Digital vs. Analog for Colour Control

watercolour - girl skiing

My illustration of the girl skiing was done with mixed-media water colours on art board. It was photographed and film stripped into position. There is a huge loss of detail going from analog work to film to print, You can lose 15-20% detail in a commercial print project from camera work and approximately 18% dot gain in 4-colour CMYK print methods. What you get is “analog generation loss” of quality, controlled mostly by guess work and moderated by experience. Saving old artwork often will mean reworking it digitally if within costs.

The girl skiiing is a scan from the final printed brochure. There is loss of quality and subtlety in the fine detail and in colour print reproduction. Digital work, however remains pristene from origination to press.

Illustrator - Dogwood flower

The dogwood flower and leaves were done digitally in Illustrator [Wacom tablet] using vectors to form colour boundaries. The graduations of colour [controlled palette] can be done with gradient fills with complete colour control on all anchor point controls. Digital wins on final controls but the secret is knowing when to stop ‘adjusting’ for best return on a project.

When painting with brushes the fun is in the accidental flow and blending of colours, and digital photography of analog work has come a long way to capture the subtleties of watercolours or any paint medium. Print control of dot gain has come a long way as well to allow better control for print to paper in software such as Adobe InDesign; which has ‘flight controls’ to simulate dot gain on different matt coated or gloss papers.

Chugga – The Little Engine That Couldn’t

overworked engine gif

This was an illustration for a PowerPoint presentation. A simple drawing from Illustrator; exported through Photoshop as multi-layered as an animation. It had to do with machine maintenance and was in the instructional training portion of a manual on compressors, proper use and part upgrade. ~2003.
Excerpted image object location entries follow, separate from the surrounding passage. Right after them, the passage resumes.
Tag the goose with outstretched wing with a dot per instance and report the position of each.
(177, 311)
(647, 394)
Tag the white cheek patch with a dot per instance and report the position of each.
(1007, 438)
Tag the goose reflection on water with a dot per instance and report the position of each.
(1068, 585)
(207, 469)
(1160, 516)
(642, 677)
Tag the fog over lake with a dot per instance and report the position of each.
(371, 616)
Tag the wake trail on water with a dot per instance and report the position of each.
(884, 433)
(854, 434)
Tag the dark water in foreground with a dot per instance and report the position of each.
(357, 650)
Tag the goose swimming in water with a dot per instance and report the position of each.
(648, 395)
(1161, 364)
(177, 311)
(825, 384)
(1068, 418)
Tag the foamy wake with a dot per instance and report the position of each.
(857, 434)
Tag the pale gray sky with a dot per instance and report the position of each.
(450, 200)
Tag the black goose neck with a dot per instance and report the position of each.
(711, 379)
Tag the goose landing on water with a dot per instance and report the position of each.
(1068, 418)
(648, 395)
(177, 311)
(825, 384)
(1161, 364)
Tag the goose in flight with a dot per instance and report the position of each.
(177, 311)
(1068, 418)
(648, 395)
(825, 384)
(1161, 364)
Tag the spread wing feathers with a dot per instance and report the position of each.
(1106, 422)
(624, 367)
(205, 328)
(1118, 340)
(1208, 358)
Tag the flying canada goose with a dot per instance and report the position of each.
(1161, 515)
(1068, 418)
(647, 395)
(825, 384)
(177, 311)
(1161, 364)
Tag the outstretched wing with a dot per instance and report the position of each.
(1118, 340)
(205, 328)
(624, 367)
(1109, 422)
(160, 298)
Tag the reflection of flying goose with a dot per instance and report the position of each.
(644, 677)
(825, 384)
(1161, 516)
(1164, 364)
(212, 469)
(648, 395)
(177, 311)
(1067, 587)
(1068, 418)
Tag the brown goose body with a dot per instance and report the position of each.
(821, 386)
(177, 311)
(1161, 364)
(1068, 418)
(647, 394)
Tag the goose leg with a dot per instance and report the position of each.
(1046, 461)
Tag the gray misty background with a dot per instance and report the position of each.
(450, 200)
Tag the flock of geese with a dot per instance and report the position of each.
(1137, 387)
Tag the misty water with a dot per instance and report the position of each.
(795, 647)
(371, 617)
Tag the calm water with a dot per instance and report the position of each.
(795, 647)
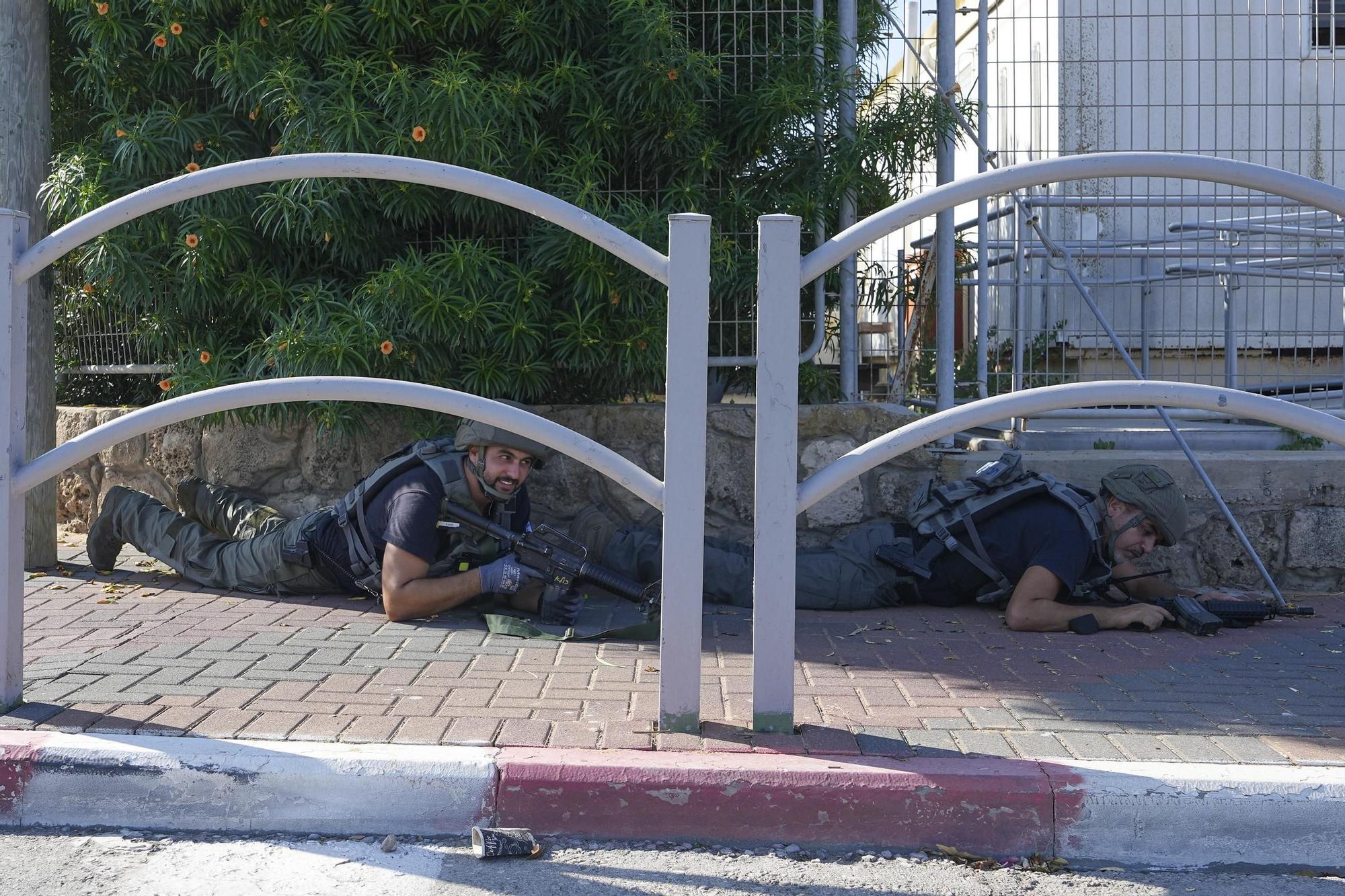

It started off more “cartoony” but went through several stages. The first versions were too stark and distracting from the content with too much so colour for the motor was changed from red to black to a softer green/blue. Then the implied face was taken out and the animation was simplified.

Final shaded example above is of easy blends in Illustrator and a little blur in Photoshop allowing for simple gif amimation.

It matter of trying to make technical manuals a little more interesting. So I turned to ‘fleshing out’ the forms to make it pop.

Flying an Object along a Path in Illustrator

Lord of the Flies

Here is another school project using Illustrator’s follow path. We were to design a book cover for one of five famous books. My choice was “The Lord of the Flies”. After choosing and placing the text font, converting to outlines and creating some swashes, I made an outline using the offset path on the group of outlined text. I then drew just one fly, made it a library object and had it randomly space and spin around the path. One larger fly at the end of the R’s swash and I was done.

…and of course with Illustrator you can adjust the number, scale, distance and rotation along the path “on the fly”. 😉

I should have left the assignment there, but I overdid it and did an illustration in Photoshop of the the boar’s head from the story. The digital painting wasn’t bad, it was just too much, now that I look back.

Lord of the Flies Boar''s Head

As you can see the mockup cover was too busy and too dark. It would have been far better to just rely on the strength of the typography.